Describing the source code

To understand the details of what’s going on inside. Let’s start with the main() function. It looks like a lot of code, but don’t worry—we’ll break it down piece by piece.

def main(options=None):
    if not options:
        # deal with command line arguments
        parser = ArgumentParser()
        Job.Runner.addToilOptions(parser)
        parser.add_argument('--numLines', default=defaultLines, help='Number of lines in file to sort.', type=int)
        parser.add_argument('--lineLength', default=defaultLineLen, help='Length of lines in file to sort.', type=int)
        parser.add_argument("--fileToSort", help="The file you wish to sort")
        parser.add_argument("--outputFile", help="Where the sorted output will go")
        parser.add_argument("--overwriteOutput", help="Write over the output file if it already exists.", default=True)
        parser.add_argument("--N", dest="N",
                            help="The threshold below which a serial sort function is used to sort file. "
                                 "All lines must of length less than or equal to N or program will fail",
                            default=10000)
        parser.add_argument('--downCheckpoints', action='store_true',
                            help='If this option is set, the workflow will make checkpoints on its way through'
                                 'the recursive "down" part of the sort')
        parser.add_argument("--sortMemory", dest="sortMemory",
                        help="Memory for jobs that sort chunks of the file.",
                        default=None)

        parser.add_argument("--mergeMemory", dest="mergeMemory",
                        help="Memory for jobs that collate results.",
                        default=None)

        options = parser.parse_args()
    if not hasattr(options, "sortMemory") or not options.sortMemory:
        options.sortMemory = sortMemory
    if not hasattr(options, "mergeMemory") or not options.mergeMemory:
        options.mergeMemory = sortMemory

    # do some input verification
    sortedFileName = options.outputFile or "sortedFile.txt"
    if not options.overwriteOutput and os.path.exists(sortedFileName):
        print(f'Output file {sortedFileName} already exists.  '
              f'Delete it to run the sort example again or use --overwriteOutput=True')
        exit()

    fileName = options.fileToSort
    if options.fileToSort is None:
        # make the file ourselves
        fileName = 'fileToSort.txt'
        if os.path.exists(fileName):
            print(f'Sorting existing file: {fileName}')
        else:
            print(f'No sort file specified. Generating one automatically called: {fileName}.')
            makeFileToSort(fileName=fileName, lines=options.numLines, lineLen=options.lineLength)
    else:
        if not os.path.exists(options.fileToSort):
            raise RuntimeError("File to sort does not exist: %s" % options.fileToSort)

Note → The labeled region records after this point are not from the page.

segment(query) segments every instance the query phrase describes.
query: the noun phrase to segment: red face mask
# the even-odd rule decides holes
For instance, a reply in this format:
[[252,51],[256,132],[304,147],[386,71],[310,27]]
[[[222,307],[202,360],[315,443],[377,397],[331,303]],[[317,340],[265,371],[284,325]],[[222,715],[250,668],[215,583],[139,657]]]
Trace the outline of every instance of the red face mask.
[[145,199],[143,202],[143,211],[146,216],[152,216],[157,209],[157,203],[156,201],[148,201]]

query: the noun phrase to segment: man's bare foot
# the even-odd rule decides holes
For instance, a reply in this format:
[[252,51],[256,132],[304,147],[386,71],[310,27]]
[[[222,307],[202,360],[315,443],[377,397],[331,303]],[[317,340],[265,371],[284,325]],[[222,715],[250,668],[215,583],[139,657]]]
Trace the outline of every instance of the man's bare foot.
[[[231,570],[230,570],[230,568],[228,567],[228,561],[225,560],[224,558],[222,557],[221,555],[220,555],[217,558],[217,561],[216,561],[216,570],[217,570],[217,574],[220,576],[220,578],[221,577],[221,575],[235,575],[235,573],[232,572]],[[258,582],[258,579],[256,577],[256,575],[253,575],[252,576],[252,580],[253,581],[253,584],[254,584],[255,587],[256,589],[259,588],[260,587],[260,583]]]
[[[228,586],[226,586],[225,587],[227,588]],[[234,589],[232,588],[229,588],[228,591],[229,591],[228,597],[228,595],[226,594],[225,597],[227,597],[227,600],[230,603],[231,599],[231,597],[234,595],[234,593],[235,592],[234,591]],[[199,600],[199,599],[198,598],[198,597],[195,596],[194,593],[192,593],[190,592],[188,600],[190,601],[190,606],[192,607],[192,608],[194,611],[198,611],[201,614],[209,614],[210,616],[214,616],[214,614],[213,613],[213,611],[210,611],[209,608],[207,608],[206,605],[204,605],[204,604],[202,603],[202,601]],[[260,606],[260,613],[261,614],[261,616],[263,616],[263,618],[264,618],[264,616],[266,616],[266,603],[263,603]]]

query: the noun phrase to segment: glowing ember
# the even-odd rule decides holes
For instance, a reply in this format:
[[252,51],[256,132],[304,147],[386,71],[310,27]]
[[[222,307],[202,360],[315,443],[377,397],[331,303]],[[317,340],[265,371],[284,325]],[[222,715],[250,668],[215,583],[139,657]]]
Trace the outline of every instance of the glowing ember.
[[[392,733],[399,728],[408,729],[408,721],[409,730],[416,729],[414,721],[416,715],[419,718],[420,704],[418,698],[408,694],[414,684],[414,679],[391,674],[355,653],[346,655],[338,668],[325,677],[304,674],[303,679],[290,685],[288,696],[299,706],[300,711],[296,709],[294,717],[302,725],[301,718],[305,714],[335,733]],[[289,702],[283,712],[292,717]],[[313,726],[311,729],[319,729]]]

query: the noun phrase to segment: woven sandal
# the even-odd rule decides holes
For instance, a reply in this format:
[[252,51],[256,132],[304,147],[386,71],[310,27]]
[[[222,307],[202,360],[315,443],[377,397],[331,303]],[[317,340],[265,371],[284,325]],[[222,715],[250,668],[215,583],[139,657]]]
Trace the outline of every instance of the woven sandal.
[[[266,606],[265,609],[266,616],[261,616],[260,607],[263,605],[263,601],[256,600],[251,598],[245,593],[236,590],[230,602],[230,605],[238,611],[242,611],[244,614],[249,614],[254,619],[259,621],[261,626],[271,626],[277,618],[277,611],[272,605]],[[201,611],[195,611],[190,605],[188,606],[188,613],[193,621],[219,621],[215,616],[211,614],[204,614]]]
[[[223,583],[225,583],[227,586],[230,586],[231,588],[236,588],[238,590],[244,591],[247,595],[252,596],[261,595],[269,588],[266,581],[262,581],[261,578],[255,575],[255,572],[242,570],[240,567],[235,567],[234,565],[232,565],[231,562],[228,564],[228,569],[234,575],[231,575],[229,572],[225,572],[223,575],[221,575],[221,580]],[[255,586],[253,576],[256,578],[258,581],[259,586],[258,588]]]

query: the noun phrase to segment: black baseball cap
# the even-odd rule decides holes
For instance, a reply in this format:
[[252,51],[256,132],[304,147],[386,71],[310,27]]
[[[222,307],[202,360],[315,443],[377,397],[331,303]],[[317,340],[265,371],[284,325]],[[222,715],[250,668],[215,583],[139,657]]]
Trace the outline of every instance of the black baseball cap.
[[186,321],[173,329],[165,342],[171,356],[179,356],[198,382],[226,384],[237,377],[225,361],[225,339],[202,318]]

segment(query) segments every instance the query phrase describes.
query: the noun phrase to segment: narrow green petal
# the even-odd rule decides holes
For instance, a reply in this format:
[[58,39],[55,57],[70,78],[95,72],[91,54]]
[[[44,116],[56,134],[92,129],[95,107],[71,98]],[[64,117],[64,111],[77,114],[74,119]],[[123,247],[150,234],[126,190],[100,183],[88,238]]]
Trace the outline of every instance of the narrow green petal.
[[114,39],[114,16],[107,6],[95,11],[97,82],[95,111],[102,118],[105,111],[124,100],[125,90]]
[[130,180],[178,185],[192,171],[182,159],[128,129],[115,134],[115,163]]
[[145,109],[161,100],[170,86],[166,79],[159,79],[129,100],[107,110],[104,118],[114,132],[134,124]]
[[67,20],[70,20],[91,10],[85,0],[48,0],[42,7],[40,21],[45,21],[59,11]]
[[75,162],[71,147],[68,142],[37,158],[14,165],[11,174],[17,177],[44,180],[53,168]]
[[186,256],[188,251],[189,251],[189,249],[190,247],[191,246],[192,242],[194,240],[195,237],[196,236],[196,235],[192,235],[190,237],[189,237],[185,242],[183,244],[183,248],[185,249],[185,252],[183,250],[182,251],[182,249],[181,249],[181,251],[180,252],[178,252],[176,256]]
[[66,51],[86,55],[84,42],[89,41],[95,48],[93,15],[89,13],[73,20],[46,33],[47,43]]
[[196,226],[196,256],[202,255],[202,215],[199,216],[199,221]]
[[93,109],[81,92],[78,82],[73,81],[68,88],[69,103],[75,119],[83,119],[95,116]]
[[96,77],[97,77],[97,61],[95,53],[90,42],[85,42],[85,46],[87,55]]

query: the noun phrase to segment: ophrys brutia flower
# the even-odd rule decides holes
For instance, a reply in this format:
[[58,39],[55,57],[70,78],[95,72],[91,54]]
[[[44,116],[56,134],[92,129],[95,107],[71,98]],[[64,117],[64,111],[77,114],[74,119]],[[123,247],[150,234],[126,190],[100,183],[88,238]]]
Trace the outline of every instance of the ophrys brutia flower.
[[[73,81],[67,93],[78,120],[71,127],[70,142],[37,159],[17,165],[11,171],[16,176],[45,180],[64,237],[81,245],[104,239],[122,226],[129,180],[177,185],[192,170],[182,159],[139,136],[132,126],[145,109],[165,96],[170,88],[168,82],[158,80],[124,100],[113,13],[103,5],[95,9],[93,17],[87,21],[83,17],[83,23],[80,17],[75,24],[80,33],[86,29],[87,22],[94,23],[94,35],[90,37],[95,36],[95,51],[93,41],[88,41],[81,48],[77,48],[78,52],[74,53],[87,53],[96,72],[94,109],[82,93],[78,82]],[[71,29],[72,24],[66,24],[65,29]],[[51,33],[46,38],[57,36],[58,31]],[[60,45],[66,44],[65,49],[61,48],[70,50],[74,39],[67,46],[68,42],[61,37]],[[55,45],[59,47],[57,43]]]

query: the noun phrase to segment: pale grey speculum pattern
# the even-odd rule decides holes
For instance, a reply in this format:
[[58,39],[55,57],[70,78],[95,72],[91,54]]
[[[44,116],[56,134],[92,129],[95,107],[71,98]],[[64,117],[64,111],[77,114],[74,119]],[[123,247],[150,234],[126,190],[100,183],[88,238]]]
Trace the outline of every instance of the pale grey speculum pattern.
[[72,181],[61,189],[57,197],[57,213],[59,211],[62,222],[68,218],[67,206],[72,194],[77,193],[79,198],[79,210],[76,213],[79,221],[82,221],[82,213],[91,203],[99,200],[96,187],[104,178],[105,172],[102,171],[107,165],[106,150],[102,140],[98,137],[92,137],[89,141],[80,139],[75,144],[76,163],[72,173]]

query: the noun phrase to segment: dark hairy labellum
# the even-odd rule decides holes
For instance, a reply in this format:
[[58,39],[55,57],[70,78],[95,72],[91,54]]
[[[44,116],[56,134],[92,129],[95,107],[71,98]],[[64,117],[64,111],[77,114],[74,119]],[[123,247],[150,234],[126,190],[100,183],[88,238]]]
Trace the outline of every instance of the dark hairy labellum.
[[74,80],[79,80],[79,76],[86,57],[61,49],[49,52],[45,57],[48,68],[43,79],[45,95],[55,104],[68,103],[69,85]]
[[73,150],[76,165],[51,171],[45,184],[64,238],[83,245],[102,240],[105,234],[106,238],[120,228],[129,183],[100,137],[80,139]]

    if int(options.N) <= 0:
        raise RuntimeError("Invalid value of N: %s" % options.N)

    # Now we are ready to run
    with Toil(options) as workflow:
        sortedFileURL = 'file://' + os.path.abspath(sortedFileName)
        if not workflow.options.restart:
            sortFileURL = 'file://' + os.path.abspath(fileName)
            sortFileID = workflow.importFile(sortFileURL)
            sortedFileID = workflow.start(Job.wrapJobFn(setup,
                                                        sortFileID,
                                                        int(options.N),
                                                        options.downCheckpoints,
                                                        options=options,
                                                        memory=sortMemory))
        else:
            sortedFileID = workflow.restart()
        workflow.exportFile(sortedFileID, sortedFileURL)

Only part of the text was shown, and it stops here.